Liverpool Street. After Lord Liverpool, one of the most popular members of the Ministry at the accession of George IV. There is another Liverpool Street named after him at King’s Cross.

Liverymen. Freemen of the city of London who on great special occasions wear the distinctive livery of the companies to which they belong.

Llandaff. Properly Llan Taff, the church on the Taff.

Lloyd’s. After Edward Lloyd, a coffee-house keeper in Abchurch Lane, whose premises were first used by merchants and shippers as a sort of club.

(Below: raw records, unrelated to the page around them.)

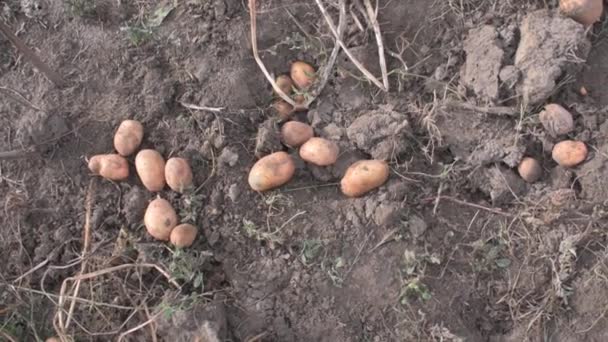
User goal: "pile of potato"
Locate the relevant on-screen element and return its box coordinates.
[517,103,588,183]
[248,61,389,197]
[89,120,197,248]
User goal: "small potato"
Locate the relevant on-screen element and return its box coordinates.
[89,154,129,181]
[135,150,165,192]
[165,158,192,193]
[538,103,574,137]
[281,121,314,147]
[144,197,177,241]
[559,0,604,26]
[340,160,389,197]
[272,100,294,120]
[517,157,543,183]
[291,61,316,90]
[169,223,198,248]
[300,138,340,166]
[248,152,296,191]
[551,140,587,167]
[276,75,293,96]
[114,120,144,157]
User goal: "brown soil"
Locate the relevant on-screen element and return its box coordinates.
[0,0,608,342]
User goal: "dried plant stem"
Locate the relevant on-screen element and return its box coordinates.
[315,0,387,91]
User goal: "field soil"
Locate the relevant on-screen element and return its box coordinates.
[0,0,608,342]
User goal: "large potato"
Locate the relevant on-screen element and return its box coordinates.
[559,0,604,26]
[114,120,144,157]
[89,154,129,181]
[281,121,314,147]
[165,158,192,193]
[551,140,587,167]
[144,197,177,241]
[340,160,389,197]
[135,150,165,192]
[300,138,340,166]
[291,61,316,90]
[169,223,197,248]
[249,152,296,191]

LL Whisky. That distilled by Messrs Kinahan of Dublin. When the Duke of Richmond was Lord-Lieutenant of Ireland between 1807 and 1813 he in the former year sent to various distilleries for samples of good whisky, and preferring that tendered by Messrs Kinahan, he ordered a large vat of the same quality to be exclusively reserved for him. This vat had LL painted on it, denoting “Lord-Lieutenant Whisky.”

Lo. An American term for an Indian. This originated in Pope’s “Essay on Man,” a couplet of which reads:

“Lo, the poor Indian! whose untutored mind

Sees God in clouds or hears Him in the wind.”

Loaded. An Americanism for intoxicated or “primed.”

Loafer. This word is neither Dutch nor German, as generally stated; it is distinctly Spanish-American. The early settlers of Mexico and Texas gave the name of gallofo to a vagrant, who, like the lazzaroni of Naples, hung about the churches begging for alms. From the western states this word travelled to New York, and in the process became changed into “Loafer.”